Legal Alert is a monthly checklist from Atom Content Marketing highlighting new and pending laws, regulations, codes of practice and rulings that could have an impact on your business.

A business in Germany operated an unprotected wireless network which could be accessed freely and anonymously by customers and passers-by. It was provided to increase traffic to the business's website and to promote the business.

A user used the network to upload music to the internet in breach of copyright. The copyright owner notified the owner of the business that its copyright had been infringed. The business owner applied to the German courts for a declaration that he was not liable for the infringement, in defence of claims for compensation, an injunction and legal costs by the copyright owner.

The German courts asked the European Court of Justice (ECJ) whether it was entitled to find the business owner liable for the infringement. Under EU law, a person is not liable if they are a 'mere conduit' – ie they haven't initiated the transmission of the infringing data, do not select who is to receive the transmission, and do not modify the information in transmission.

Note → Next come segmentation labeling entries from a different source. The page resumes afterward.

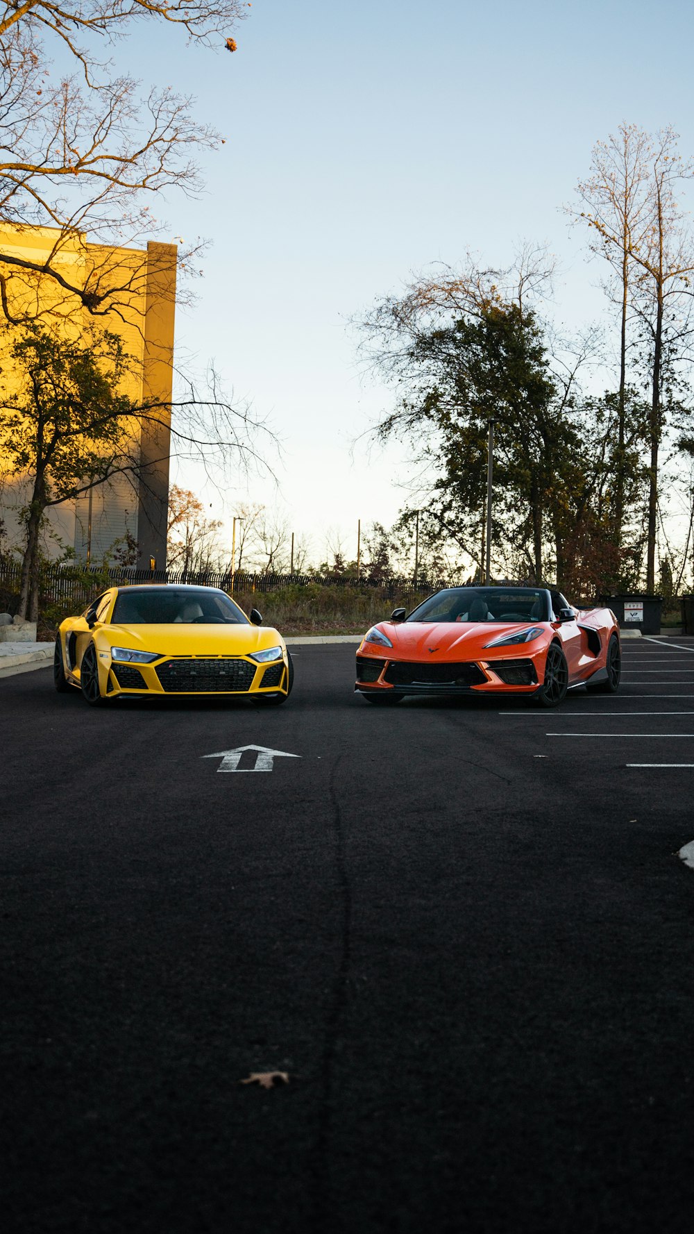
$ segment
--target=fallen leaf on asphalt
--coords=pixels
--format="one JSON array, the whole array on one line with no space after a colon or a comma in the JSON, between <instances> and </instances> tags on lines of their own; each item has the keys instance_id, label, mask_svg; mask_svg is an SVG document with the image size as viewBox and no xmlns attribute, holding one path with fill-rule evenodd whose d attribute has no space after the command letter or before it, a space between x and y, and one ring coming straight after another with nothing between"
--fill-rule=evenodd
<instances>
[{"instance_id":1,"label":"fallen leaf on asphalt","mask_svg":"<svg viewBox=\"0 0 694 1234\"><path fill-rule=\"evenodd\" d=\"M239 1083L259 1083L261 1088L274 1088L276 1083L288 1083L287 1071L251 1071L247 1080Z\"/></svg>"}]
</instances>

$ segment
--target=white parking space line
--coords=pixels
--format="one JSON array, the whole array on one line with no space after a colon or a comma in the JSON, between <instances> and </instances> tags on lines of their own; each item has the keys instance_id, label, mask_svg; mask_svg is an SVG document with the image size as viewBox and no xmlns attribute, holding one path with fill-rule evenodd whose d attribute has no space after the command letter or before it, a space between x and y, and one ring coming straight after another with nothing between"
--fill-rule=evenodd
<instances>
[{"instance_id":1,"label":"white parking space line","mask_svg":"<svg viewBox=\"0 0 694 1234\"><path fill-rule=\"evenodd\" d=\"M693 647L683 647L682 643L661 643L659 638L653 638L652 634L645 634L643 638L648 643L655 643L656 647L667 647L667 648L672 647L673 652L674 650L678 650L678 652L694 652L694 645Z\"/></svg>"}]
</instances>

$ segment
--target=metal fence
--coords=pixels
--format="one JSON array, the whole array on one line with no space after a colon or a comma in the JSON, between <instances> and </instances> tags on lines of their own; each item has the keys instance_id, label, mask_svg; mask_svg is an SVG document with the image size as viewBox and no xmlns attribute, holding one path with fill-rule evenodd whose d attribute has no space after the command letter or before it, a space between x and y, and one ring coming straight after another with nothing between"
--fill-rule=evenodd
<instances>
[{"instance_id":1,"label":"metal fence","mask_svg":"<svg viewBox=\"0 0 694 1234\"><path fill-rule=\"evenodd\" d=\"M0 561L0 608L7 606L11 611L14 597L18 595L21 566L17 560ZM136 570L125 568L86 568L73 565L44 566L41 573L41 601L46 603L65 603L74 601L75 607L86 606L90 600L105 587L134 585L137 582L190 582L198 586L222 587L223 591L240 594L259 592L260 595L279 591L281 587L309 585L320 587L340 587L345 591L378 590L387 598L409 600L428 596L439 587L455 585L451 579L402 579L367 575L355 578L348 574L247 574L232 575L224 573L192 573L190 570Z\"/></svg>"}]
</instances>

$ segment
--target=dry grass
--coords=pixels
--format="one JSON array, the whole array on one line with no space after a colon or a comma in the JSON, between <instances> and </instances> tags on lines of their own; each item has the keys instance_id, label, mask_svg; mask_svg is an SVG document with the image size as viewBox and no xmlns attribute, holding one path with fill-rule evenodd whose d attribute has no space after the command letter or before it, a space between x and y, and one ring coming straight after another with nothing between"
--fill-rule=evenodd
<instances>
[{"instance_id":1,"label":"dry grass","mask_svg":"<svg viewBox=\"0 0 694 1234\"><path fill-rule=\"evenodd\" d=\"M247 613L258 608L266 626L275 626L287 636L364 634L374 622L390 617L393 608L409 611L415 603L413 596L402 596L390 587L357 590L319 584L266 594L234 592L234 600Z\"/></svg>"}]
</instances>

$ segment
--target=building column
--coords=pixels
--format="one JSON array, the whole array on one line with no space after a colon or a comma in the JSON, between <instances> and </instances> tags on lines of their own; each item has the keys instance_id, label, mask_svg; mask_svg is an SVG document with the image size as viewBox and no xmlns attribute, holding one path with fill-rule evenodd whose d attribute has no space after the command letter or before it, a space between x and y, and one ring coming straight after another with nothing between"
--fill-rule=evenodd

The ECJ ruled that making an unprotected wireless network available to the general public fell within the scope of the mere conduit defence, but only if the service was provided for remuneration. In this case, the service was provided free to users. However, the ECJ said there was still remuneration for these purposes if the free access was for advertising the goods and services of the provider, and the business had factored the costs of the service into the price of those goods and services.

So in this case, access to an unprotected wireless network provided free of charge for the purpose of advertising the goods and services sold by the provider of the network was within the mere conduit defence - and there was no infringement by the business.

The ECJ said that if there was doubt whether the mere conduit defence applied, an alternative was to password-protect the service, so that users were required to register in order to use their password and so they were no longer anonymous.

Operative date

  • Now


  • Businesses providing free access to a Wifi network should make sure it is clear to users that its purpose is to advertise the provider's goods or services, or require users to register and provide their details to obtain a password - or risk having to pay compensation if a user breaches third party intellectual property rights

Case ref: Tobias McFadden -v- Sony Music Entertainment Germany GmBH Case C-484/14

Disclaimer: This article from Atom Content Marketing is for general guidance only, for businesses in the United Kingdom governed by the laws of England. Atom Content Marketing, expert contributors and ICAEW (as distributor) disclaim all liability for any errors or omissions.